We prospectively assigned 289 consecutive children with acute lymphoblastic leukemia to receive one of two treatment programs on the basis of the presence or absence of certain risk factors at the time of diagnosis. Patients at high risk (62 percent of the total) had one or more of the following risk factors: age below two or above nine years, a white-cell count of 20,000 per cubic millimeter or more, the presence of T-cell immunologic markers, radiologic evidence of a mediastinal mass, and involvement of the central nervous system. Patients in both the standard-risk and high-risk groups were treated for two years, receiving intensive remission-induction therapy, central nervous system prophylaxis, weekly administration of high-dose asparaginase, and multiple-drug continuation therapy (which in the high-risk group included doxorubicin and a larger dose of prednisone). At a median follow-up of 35 months, the mean (+/- SE) event-free survival rates at four years among the patients in the standard-risk and high-risk groups were 86 +/- 4 percent and 71 +/- 4 percent, respectively (P = 0.003), for a total event-free survival of 77 +/- 3 percent.

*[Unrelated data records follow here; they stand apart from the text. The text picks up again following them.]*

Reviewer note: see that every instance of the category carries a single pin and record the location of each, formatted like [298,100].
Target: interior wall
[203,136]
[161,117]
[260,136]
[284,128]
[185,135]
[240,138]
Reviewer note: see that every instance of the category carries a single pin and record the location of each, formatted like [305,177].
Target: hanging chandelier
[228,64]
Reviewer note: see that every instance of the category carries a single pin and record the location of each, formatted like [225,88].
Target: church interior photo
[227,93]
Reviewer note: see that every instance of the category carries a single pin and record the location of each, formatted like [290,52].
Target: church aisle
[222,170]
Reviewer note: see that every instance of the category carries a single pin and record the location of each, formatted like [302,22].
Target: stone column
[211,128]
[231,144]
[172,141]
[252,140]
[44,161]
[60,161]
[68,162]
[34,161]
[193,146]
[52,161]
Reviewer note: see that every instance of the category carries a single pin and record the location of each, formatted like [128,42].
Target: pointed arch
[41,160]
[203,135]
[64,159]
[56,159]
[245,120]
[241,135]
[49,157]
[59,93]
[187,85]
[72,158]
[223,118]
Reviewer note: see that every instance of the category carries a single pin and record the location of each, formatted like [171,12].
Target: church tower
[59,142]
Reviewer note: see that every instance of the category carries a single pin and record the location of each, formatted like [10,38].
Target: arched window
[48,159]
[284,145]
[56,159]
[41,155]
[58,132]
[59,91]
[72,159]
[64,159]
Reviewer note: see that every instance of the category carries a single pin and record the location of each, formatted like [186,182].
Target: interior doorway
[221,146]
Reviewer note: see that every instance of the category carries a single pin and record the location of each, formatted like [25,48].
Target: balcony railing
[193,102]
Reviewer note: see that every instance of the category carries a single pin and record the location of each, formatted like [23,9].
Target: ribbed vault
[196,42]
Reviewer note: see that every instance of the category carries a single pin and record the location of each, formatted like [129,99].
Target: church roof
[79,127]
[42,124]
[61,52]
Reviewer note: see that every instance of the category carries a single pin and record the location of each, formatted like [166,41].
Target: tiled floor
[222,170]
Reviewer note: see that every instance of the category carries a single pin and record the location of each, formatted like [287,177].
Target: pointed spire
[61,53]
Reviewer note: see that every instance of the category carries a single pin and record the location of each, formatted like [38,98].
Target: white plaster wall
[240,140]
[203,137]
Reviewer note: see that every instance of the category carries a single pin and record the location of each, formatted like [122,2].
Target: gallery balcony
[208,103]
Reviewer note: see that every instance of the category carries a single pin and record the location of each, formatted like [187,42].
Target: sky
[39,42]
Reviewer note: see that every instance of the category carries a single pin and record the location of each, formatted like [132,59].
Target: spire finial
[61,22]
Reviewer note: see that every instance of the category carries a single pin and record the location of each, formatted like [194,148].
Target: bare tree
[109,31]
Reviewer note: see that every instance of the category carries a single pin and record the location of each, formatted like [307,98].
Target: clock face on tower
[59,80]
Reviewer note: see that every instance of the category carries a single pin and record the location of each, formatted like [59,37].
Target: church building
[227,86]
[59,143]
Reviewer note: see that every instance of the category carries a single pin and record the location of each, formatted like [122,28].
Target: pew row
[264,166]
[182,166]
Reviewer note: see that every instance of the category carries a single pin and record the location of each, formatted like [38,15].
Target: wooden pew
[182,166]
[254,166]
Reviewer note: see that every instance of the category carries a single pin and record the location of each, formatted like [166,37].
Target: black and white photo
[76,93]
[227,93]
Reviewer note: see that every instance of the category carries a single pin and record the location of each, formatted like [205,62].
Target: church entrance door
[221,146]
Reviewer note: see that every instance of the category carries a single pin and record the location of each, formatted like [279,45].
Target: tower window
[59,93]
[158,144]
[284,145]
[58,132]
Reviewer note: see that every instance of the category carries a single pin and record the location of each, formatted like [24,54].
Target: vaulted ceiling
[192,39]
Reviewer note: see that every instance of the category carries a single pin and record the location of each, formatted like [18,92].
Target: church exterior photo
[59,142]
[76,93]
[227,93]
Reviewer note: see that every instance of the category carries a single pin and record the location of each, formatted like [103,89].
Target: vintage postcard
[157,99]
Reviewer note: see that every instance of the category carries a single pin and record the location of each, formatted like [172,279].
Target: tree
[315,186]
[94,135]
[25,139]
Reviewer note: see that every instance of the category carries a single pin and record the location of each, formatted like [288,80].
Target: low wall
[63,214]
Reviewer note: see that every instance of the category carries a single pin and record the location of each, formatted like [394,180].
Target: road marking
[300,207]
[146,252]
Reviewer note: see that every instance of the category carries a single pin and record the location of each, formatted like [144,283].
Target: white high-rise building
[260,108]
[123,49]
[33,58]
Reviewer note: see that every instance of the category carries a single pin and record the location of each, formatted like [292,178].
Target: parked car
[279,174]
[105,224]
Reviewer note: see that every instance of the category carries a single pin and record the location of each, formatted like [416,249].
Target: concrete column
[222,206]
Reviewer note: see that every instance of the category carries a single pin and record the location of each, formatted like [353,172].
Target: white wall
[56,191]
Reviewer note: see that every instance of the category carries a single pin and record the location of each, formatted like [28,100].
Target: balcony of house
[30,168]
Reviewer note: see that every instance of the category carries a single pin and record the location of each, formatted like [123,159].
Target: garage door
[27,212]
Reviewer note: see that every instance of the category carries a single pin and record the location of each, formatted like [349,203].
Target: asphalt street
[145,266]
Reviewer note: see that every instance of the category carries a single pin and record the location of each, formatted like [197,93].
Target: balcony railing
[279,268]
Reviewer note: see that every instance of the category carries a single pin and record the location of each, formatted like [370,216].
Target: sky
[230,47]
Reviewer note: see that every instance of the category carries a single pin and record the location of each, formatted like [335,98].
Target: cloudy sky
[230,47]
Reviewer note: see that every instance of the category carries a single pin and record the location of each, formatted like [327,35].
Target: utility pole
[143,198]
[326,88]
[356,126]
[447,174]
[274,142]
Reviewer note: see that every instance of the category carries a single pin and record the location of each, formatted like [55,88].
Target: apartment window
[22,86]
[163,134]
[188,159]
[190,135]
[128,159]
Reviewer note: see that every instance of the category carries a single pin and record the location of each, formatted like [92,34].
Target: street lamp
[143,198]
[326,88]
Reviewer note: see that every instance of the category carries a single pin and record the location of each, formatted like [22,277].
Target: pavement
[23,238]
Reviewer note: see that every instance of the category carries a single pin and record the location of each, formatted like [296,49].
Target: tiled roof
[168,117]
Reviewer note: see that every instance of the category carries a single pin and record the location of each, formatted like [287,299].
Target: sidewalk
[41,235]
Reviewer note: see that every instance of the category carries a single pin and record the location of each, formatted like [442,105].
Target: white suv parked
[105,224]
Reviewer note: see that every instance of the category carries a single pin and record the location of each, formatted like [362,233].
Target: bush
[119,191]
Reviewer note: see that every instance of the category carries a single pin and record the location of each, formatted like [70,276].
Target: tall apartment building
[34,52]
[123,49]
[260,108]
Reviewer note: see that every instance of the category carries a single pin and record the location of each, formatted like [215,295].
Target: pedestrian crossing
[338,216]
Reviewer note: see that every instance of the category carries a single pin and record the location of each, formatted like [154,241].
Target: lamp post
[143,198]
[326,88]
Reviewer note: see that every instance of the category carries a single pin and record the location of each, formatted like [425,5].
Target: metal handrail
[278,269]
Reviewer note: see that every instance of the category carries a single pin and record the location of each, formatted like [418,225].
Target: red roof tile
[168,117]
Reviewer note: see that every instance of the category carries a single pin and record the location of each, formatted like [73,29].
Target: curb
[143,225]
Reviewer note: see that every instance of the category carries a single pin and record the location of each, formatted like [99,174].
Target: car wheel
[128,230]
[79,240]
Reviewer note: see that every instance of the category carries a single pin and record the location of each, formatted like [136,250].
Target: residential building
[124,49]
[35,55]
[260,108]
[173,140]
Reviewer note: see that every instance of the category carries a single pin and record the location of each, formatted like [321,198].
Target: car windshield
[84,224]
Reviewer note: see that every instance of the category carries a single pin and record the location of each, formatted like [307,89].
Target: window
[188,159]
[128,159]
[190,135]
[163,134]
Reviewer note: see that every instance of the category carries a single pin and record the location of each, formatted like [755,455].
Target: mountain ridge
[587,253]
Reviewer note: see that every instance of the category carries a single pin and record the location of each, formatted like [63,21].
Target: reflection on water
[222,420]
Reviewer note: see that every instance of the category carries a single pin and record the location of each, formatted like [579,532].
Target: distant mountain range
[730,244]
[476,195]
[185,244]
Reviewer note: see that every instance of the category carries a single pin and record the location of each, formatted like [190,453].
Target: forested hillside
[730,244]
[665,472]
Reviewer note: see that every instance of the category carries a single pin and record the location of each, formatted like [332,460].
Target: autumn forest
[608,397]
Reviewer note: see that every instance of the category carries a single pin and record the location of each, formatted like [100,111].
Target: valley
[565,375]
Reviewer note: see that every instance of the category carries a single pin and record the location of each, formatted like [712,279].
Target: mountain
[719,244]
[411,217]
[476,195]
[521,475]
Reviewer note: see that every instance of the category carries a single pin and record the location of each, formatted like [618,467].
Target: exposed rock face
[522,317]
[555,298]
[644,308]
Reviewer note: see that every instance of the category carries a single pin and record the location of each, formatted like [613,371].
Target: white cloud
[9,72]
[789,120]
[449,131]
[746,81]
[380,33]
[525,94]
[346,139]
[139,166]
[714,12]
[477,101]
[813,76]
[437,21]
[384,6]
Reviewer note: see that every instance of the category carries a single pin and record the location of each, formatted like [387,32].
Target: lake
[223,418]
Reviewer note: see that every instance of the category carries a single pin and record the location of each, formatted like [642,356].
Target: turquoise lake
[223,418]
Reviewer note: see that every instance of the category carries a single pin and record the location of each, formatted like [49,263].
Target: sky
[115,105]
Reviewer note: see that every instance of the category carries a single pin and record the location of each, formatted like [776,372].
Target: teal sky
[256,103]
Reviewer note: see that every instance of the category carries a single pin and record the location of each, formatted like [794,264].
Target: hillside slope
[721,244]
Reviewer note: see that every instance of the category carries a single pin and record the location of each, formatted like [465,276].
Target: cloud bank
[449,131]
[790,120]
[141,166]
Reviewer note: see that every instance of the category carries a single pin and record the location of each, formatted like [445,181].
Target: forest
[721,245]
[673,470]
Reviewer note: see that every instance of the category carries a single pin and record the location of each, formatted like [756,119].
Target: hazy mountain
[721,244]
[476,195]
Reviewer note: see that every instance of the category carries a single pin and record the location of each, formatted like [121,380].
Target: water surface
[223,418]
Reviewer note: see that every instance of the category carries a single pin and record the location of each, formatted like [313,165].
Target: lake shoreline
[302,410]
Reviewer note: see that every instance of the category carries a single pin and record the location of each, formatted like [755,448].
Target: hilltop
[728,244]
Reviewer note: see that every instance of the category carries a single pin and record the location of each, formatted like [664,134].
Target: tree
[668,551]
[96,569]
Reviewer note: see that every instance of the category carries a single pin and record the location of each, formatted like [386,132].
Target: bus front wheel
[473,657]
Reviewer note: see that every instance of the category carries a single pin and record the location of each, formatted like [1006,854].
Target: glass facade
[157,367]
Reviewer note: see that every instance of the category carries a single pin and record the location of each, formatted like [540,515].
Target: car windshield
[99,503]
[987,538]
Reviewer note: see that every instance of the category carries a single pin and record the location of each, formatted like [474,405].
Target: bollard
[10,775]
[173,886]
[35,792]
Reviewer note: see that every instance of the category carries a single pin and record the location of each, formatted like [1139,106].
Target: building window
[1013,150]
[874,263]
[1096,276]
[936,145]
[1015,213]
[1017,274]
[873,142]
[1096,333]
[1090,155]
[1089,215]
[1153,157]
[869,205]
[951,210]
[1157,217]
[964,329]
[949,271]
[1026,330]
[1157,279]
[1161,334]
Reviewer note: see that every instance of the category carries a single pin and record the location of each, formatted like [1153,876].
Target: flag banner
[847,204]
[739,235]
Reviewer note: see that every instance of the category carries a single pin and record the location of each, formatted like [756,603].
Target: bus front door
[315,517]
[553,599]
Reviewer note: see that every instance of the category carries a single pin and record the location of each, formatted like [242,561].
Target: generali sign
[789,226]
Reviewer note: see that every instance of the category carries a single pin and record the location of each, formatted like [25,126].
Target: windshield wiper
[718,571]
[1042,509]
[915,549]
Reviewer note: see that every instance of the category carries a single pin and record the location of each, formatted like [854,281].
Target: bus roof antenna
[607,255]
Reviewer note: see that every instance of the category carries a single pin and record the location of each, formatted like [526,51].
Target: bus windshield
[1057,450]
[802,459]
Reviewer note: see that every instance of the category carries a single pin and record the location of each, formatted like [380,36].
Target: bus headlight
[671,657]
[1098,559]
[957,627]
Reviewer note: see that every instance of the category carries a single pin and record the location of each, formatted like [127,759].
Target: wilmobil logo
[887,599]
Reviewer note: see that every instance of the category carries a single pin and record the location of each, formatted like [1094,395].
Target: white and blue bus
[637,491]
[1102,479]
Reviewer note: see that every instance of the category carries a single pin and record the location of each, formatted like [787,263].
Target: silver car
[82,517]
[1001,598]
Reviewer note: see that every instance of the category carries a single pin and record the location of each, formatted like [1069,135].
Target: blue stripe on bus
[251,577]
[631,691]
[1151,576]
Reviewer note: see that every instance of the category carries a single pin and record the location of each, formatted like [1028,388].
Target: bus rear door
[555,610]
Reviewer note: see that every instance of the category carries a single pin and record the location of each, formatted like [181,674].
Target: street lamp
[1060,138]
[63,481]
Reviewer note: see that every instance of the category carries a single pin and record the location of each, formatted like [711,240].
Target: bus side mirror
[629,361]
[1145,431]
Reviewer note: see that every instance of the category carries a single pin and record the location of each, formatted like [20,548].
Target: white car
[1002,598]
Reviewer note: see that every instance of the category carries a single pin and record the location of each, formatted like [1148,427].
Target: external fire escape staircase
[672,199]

Within the high-risk group, the white-cell count at diagnosis and the sex of the patient were not significant prognostic indicators, but age below 12 months at diagnosis was associated with a very poor outcome. As compared with previous methods, this treatment program using four-drug induction and intensive asparaginase therapy has resulted in improved event-free survival in children with acute lymphoblastic leukemia.